Plus de 60 % des 16,8 GW d’électricité générés par la combustion du charbon en Asie centrale étaient produits par des centrales obsolètes en 2023, indique le rapport GEM. La durée de vie efficace d’une centrale au charbon est généralement estimée à 40 ans. La poursuite de l’exploitation des centrales au-delà de la période de 40 ans présente des « risques sérieux » de pollution excessive et de pannes, selon le GEM. Les risques sont accrus pour les centrales combinées obsolètes qui produisent de la chaleur et de l’électricité, étant donné les plus grandes chances de panne pendant une vague de froid hivernal.
« Parier sur de nouvelles capacités de charbon est une stratégie risquée pour l’Asie centrale. Ces pays devraient donner la priorité aux énergies renouvelables, au stockage d’énergie, aux réseaux intelligents et aux infrastructures de transport », a déclaré Flora Champenois, directrice du programme charbon de GEM, dans une déclaration écrite fournie à Eurasianet.
Le Kazakhstan est le leader d’Asie centrale en matière de transition écologique, mais il est également le pire délinquant en matière de charbon de la région. Le président Kassym-Jomart Tokayev a approuvé début 2023 une stratégie permettant au Kazakhstan d’atteindre la neutralité carbone d’ici 2060 en ce qui concerne les émissions de gaz à effet de serre. Fin 2023, le Kazakhstan a également rejoint le Global Mthane Pledge.Les émissions de méthane liées à l’extraction de carburant sont une autre source de réchauffement climatique. La même année, cependant, le Kazakhstan a annoncé son intention d’ajouter 4,6 GW de capacité de production d’électricité à partir de charbon, ce qui, selon le rapport GEM, constitue la troisième capacité de production proposée en 2023, derrière la Chine et l’Inde.
Les deux nouveaux projets les plus importants se situent à Ekibastuz, une ville de la région nord de Pavlodar, non loin de la frontière russe : l’un concerne l’agrandissement de la centrale électrique d’Ekibastuz-2 ; l’autre est la construction d’une nouvelle installation, Ekibastuz-3. Aucune centrale à charbon existante au Kazakhstan n’a de date de mise hors service officiellement confirmée.

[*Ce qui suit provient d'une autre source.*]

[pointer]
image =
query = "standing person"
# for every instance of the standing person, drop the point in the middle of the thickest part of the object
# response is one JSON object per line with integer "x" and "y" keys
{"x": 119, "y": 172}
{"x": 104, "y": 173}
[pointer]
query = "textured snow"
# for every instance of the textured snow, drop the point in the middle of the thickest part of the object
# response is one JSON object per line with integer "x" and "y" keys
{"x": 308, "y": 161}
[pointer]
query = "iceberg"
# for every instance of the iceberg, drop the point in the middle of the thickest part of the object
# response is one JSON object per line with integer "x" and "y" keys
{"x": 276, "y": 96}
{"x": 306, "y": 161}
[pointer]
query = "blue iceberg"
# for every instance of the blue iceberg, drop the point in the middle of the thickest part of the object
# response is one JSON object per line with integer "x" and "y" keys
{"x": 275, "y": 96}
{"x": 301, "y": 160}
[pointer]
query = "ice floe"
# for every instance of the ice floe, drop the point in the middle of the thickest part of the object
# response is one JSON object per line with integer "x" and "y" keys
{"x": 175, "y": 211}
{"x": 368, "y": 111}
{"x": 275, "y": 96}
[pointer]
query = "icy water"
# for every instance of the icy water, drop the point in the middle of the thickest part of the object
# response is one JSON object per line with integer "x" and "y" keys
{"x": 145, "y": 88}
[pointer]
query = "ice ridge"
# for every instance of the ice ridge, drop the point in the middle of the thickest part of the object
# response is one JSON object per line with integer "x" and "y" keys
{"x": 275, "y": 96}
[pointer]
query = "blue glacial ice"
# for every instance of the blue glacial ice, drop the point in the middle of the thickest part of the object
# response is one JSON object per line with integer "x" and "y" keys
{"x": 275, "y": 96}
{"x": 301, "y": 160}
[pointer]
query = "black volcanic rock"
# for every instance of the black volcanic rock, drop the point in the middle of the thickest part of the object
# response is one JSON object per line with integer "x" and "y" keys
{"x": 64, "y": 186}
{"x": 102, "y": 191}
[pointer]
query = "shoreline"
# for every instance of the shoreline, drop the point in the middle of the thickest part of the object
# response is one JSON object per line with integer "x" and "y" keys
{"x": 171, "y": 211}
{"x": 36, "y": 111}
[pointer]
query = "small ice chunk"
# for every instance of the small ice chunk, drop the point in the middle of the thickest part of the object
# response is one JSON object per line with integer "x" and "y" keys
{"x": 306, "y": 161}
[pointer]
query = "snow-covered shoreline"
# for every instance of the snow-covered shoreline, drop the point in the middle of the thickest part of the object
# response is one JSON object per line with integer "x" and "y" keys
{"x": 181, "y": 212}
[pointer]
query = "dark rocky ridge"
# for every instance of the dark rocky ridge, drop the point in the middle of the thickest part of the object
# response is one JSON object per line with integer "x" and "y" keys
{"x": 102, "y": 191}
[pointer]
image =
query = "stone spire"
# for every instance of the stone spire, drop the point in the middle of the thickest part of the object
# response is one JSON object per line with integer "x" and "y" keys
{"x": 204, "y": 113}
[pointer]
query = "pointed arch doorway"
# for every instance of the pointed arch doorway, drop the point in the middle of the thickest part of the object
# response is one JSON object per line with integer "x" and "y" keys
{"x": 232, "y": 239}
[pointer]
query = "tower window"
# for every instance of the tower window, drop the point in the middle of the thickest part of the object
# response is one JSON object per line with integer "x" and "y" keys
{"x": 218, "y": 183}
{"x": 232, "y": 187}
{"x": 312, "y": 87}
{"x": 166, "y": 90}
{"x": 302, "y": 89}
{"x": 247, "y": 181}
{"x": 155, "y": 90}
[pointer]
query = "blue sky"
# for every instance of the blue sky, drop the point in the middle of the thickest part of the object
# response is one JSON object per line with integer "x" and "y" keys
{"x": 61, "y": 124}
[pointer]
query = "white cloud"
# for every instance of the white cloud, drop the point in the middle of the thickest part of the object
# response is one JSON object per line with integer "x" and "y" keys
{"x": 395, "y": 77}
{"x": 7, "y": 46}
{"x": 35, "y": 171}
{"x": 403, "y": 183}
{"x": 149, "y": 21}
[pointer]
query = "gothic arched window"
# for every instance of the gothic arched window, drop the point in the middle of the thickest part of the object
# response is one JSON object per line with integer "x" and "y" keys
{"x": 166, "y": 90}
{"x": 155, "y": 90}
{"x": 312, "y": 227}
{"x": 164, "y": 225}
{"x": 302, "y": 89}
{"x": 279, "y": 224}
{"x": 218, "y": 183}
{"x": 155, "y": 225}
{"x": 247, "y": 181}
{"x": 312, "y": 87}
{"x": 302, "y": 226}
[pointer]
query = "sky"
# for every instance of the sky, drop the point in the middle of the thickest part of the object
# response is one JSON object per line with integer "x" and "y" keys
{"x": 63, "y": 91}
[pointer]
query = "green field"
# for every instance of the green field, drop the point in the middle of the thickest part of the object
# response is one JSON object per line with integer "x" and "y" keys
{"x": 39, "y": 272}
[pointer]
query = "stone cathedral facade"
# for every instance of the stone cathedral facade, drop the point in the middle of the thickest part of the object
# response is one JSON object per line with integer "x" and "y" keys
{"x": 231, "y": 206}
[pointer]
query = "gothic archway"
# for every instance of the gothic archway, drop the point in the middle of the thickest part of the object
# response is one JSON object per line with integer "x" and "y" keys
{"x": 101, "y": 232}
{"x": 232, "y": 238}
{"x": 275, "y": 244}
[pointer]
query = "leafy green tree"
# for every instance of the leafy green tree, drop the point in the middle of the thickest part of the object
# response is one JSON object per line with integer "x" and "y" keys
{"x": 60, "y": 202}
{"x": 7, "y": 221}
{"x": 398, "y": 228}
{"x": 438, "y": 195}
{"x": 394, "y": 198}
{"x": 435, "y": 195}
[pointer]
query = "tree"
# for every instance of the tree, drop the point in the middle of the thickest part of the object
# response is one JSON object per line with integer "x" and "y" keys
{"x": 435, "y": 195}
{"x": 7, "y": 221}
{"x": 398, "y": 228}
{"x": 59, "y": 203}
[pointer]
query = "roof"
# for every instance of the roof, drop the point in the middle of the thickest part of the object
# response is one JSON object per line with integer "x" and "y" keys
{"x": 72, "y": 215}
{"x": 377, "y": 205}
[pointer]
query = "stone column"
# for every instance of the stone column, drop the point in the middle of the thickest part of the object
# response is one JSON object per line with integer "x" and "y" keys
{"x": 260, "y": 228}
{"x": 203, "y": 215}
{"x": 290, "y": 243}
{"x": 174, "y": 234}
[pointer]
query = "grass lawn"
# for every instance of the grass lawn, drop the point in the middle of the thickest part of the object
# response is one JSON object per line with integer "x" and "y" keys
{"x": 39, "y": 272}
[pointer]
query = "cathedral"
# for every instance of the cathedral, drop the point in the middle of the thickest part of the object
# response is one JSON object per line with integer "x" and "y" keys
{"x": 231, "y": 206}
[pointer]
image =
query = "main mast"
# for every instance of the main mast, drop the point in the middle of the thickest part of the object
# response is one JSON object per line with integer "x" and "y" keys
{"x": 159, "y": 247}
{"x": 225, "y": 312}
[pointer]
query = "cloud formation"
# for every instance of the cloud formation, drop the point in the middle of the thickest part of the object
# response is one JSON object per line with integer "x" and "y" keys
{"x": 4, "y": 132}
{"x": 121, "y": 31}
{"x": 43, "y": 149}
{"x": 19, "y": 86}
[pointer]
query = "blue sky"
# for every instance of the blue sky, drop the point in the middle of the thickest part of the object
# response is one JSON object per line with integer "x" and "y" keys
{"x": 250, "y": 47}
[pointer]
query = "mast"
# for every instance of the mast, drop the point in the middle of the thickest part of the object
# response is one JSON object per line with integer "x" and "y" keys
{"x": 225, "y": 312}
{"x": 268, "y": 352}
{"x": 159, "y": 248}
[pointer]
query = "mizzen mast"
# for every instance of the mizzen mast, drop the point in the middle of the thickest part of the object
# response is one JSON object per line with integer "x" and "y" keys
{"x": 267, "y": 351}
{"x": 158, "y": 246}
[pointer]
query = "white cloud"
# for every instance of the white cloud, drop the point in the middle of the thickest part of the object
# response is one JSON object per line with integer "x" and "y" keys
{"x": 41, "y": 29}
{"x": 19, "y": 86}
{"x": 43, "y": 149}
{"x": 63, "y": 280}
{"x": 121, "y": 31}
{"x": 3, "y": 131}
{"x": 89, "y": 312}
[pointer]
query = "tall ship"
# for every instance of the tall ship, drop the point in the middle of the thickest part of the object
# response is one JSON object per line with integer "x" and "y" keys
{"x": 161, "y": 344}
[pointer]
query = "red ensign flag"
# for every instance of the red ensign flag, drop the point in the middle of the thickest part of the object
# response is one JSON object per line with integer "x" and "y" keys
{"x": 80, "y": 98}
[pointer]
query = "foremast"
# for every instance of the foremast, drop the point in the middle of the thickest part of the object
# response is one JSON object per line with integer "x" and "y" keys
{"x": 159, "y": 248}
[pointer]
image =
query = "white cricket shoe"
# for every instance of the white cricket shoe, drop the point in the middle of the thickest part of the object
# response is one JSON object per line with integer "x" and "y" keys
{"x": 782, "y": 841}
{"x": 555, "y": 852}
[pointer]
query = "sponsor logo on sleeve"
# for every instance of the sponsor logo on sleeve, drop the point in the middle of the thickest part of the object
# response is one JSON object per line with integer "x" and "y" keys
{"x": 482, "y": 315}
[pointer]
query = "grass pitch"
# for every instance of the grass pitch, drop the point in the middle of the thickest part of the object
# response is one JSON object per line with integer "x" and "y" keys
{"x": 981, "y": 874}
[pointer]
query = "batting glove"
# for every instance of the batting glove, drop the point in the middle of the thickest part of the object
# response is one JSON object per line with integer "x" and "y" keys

Le rapport affirme que « le Kirghizistan, le Tadjikistan et l’Ouzbékistan suivent le même chemin que le Kazakhstan, bien qu’à une échelle plus petite ». Le Kirghizistan, par exemple, a signé un accord avec des entreprises russes pour construire une nouvelle centrale au charbon dans la région de Jalal-Abad, capable de produire 0,7 GW par an. Parallèlement, l’Ouzbékistan envisage d’ajouter deux unités à la centrale électrique d’Angren existante. Parallèlement, la production de charbon augmente en Asie centrale, comme le souligne le projet de la mine de charbon de Bogatyr au Kazakhstan, la plus grande source de charbon d’Asie centrale, d’augmenter sa production de 25 % d’ici 2024.
« Pour le Kazakhstan et le Kirghizistan, qui ont déjà pris des engagements en matière de climat, donner suite aux propositions proposées sur le charbon rendra le respect de ces engagements plus difficile et plus coûteux », indique le rapport. « Il en serait de même pour les autres pays d’Asie centrale s’ils se fixaient à l’avenir des objectifs d’élimination du charbon ou de neutralité carbone. »
Dans l’ensemble, le rapport GEM montre que le groupe des principaux pays industrialisés du G7 représentait 15 pour cent (310 GW) de la capacité de production d’électricité au charbon en 2023, contre 23 pour cent (443 GW) en 2015. Le rapport cite également la Chine comme le premier pays au monde. le pire consommateur de charbon. La production mondiale d’électricité à partir de charbon a augmenté de 48,4 GW, soit 2 %, en 2023, pour un total global de 2 130 GW. La Chine était responsable des deux tiers des ajouts.